Dijkstra: The Humble Programmer

Edsger Dijkstra's core belief: Programming is a branch of applied mathematics. Programs should be derived from specifications through rigorous reasoning, not hacked together and tested until they seem to work.

The Foundational Principle

"Program testing can be used to show the presence of bugs, but never to show their absence."

Testing finds bugs. It doesn't prove correctness. For critical software, you need mathematical reasoning, not just passing tests.


The Humble Programmer

From his Turing Award lecture (1972):

"We shall do a much better programming job, provided that we approach the task with a full appreciation of its tremendous difficulty, provided that we stick to modest and elegant programming languages, provided that we respect the intrinsic limitations of the human mind and approach the task as Very Humble Programmers."

Intellectual Humility

Our brains are limited.

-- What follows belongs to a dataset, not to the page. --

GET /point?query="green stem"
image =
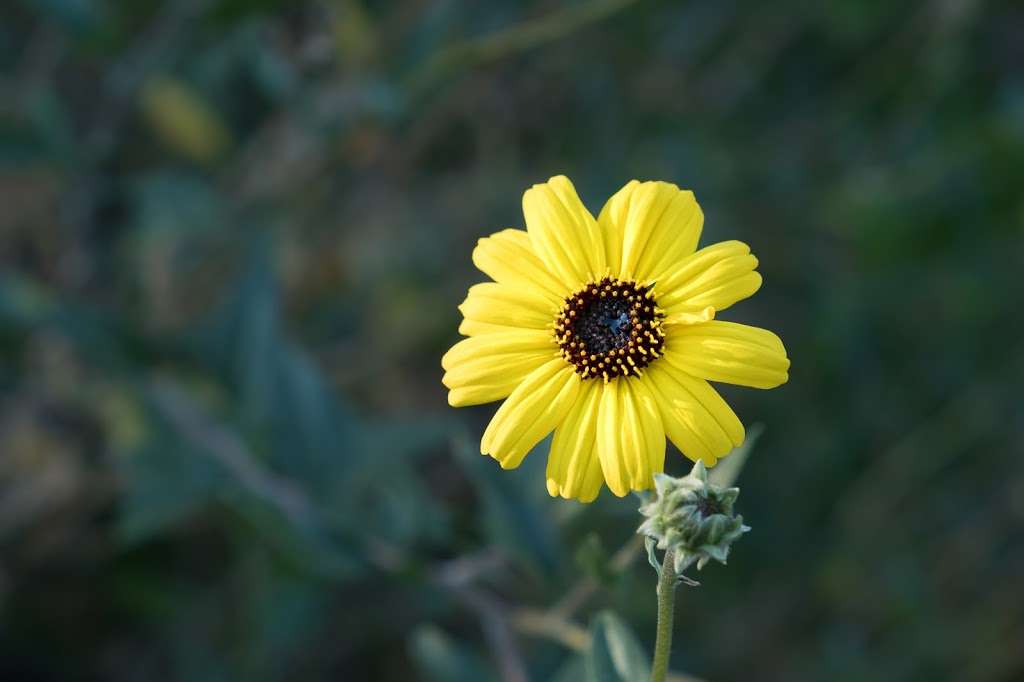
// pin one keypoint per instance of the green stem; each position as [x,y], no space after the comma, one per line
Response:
[666,611]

We can only hold so much in working memory. Therefore:

  1. Keep programs simple - so we can understand them
  2. Use abstraction wisely - to manage complexity
  3. Prove correctness - don't trust intuition
  4. Be skeptical of cleverness - including your own

The Competent Programmer

"The competent programmer is fully aware of the strictly limited size of his own skull; therefore he approaches the programming task in full humility."

You are not smart enough to write correct complex programs by intuition. No one is. Use discipline instead.


Structured Programming

Dijkstra, with Dahl and Hoare, established structured programming.

Go To Considered Harmful

"The go to statement as it stands is just too primitive; it is too much an invitation to make a mess of one's program."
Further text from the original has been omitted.